The Walker County Messenger is a weekly broadsheet newspaper published in LaFayette, Georgia, distributed throughout the greater Walker county area of northwest Georgia. It was the first newspaper to be published in LaFayette, Walker County, and was recently purchased by Times-Journal Inc., a Marietta, Georgia-based company which owns over five Georgia newspapers. The current president and editor of the newspaper is Don Stilwell.

== History ==

=== Beginnings ===
First published on July 27, 1877, the Walker County Messenger was the first newspaper to be established in LaFayette, Walker County, Georgia. Captain Augustus McHan and son E.A. McHan served as the primary editors of the original newspaper, making E.A. McHan, aged 16, the youngest southern editor at the time. Yearly subscriptions to the Messenger, six-columns and four-pages at the time, began at one dollar. The paper also served the Chattooga, Catoosa, and Dade counties until newspapers were created within the counties.
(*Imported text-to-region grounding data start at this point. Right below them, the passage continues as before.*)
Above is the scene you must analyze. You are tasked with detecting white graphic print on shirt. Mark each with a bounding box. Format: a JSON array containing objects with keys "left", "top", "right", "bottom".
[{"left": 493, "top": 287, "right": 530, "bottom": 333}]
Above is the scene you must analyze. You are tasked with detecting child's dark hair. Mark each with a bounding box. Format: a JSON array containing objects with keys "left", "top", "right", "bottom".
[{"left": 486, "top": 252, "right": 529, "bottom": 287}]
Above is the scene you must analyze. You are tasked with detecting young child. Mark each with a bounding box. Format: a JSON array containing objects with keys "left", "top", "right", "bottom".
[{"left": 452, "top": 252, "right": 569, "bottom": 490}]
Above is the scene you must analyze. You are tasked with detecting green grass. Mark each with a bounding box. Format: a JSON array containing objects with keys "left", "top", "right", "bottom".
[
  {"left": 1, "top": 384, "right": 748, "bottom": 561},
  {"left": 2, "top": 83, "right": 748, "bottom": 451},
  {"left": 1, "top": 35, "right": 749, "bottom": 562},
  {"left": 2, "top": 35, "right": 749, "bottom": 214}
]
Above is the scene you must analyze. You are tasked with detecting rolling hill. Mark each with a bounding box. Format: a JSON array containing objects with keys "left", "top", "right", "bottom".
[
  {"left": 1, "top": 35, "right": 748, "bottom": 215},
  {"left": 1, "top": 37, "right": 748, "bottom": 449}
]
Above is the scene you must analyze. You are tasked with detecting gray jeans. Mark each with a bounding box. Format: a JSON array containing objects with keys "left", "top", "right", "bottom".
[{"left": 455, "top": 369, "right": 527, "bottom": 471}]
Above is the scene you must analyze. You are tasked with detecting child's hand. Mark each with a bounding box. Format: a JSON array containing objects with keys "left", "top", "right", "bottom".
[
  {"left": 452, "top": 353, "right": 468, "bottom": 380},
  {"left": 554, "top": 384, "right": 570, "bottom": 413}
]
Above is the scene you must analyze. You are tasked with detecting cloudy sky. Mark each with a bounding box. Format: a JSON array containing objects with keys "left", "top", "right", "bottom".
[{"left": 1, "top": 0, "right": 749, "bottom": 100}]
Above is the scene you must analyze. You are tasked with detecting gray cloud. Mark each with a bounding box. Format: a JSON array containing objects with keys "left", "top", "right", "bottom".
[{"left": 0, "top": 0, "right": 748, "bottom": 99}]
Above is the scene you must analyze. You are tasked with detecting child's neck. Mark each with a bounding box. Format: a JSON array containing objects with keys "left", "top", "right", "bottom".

=== Change in ownership ===
The McHans sold the paper to Nathan Campbell Napier in 1880, but E.A. McHan continued to work as the editor-in-chief, before eventually retiring. Napier continued to run the newspaper for 21 years before relinquishing ownership to his son in 1902. E.P. Hall Junior bought the newspaper in 1915, retaining ownership until 1973 when it was bought by Boone Publishing Co. On September 22, 1988, the paper was bought by News Publishing Co., before eventually being bought by the present owner, Times-Journal Inc., based in Marietta, Georgia.

=== Digitization ===
In December 2017, over 16,000 pages of the Walker County Messenger were added to the Georgia Historic Newspapers (GHN) website. The funding for the digitization was provided by Georgia HomePLACE, a project of the Digital Library of Georgia (DLG) dedicated to encouraging public library participation in other DLG programs.

== Sister publications ==

- Rome News-Tribune
- Polk Standard Journal
- Calhoun Times, formerly Calhoun Times and Gordon County News, is the official legal organ of Gordon County. Established in 1870, the newspaper is the oldest business in Calhoun and Gordon County.
- Catoosa County News, Catoosa County, Georgia

== Accomplishments ==

- In 2003, the newspaper won five awards presented by the Georgia Press Association in their 'Better Newspaper' contest. This included a 3rd place award for community service and a second place award for headlines. The photography and sports section also received praise in the contest.